When I say ‘harshness’, I mean that you are overdoing something in the pursuit of your goals. There’s nothing wrong with putting in the work, if it feels good to you. If you have already torn a muscle and yet you continue to push past the pain, then you are being harsh to yourself. You need to have more self-trust and know that you know what’s best for you, even when you are unsure of what will happen.
It is important that you’re not blindly following someone else’s advice on hustling or trying to live up to society’s expectations, because everyone is different. If you do not overcome this harshness, it becomes difficult for you to connect to what’s right for you. All of us need to trust our intuition. When we’re harsh with ourselves, we cannot even access that intuition because we’re looking for someone else to shout at us in or have a larger crisis that will divide attention. Know that you are able to perform course correction yourself whenever the need arises.
How have you practised gentleness on yourself?
Practising gentleness has helped me to be a better friend to myself. A couple of years ago, I started wearing shorts in public. Something so normal for other women was very liberating for me. In the past, I was ashamed of my body, and so I never felt confident enough to wear shorts. It’s the conditioned thinking that because I’m plus sized, I cannot be pretty, I cannot dress up. Because of my body image, I was bashing myself all the time — but because I was bashing myself, I wasn’t able to work with myself to attain a certain health goal.

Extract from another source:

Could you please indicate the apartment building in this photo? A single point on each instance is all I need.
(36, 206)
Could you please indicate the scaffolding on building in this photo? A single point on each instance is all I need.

For us women, we are particularly sensitive to societal standards on what is attractive. When you wear large or extra-large dress sizes, it is likely you have received criticism about your body at some point in your life. So, you judge yourself. It took me a long time to realise that the body mass index (BMI) is an inaccurate measure of one’s health. Having a higher BMI or being plus sized doesn’t necessarily mean I will have a host of health problems — in fact I’m a woman in the pink of health. I felt this immense relief when I untethered this correlation, and just began focusing on living a heathier lifestyle rather than connecting my body size to health and attractiveness.
Sometimes, when you don’t like the way your body looks, you become withdrawn, and you don’t want to hang out with your friends. You don’t want to be seen in public. One simple step to being gentle with yourself is to not hide yourself. For me, I enjoy dancing, and I’ve always shied away from doing it because my body shape is not that of a typical professional dancer. But once I decided to be gentle with myself, I’ve been taking online dance classes, and I record videos and share them publicly.
Not just for women, I think. I’ve dealt with body image and self-esteem issues my whole life. I isolated myself throughout my adulthood because I’d put on a lot of weight due to a sedentary lifestyle, and I was mortally afraid of heading out and bumping into old friends. What you said about not hiding myself hit a raw nerve. But does that mean that one should simply accept himself as he is, and not work on improvement?
That’s the other side of the gentleness coin: it’s about being active. Being gentle with yourself doesn’t mean you should forgo your goals completely and let your muscles atrophy. It’s simply recognising that an obsession with self-improvement can be detrimental. You can still work on accepting who you are, with the body you have, and still take steps to improve your body shape if you feel good about doing so.
Gentleness is not a solution; it is not a specific recommendation on what action to take. It is about tuning into yourself to know: ‘How much rest should I take?’ Whether you are a student who’s cramming for an examination, or an entrepreneur running a business, the answer will come to you when you’re being gentle with yourself. If you want to thrive in life, you must befriend yourself and stop hurting yourself.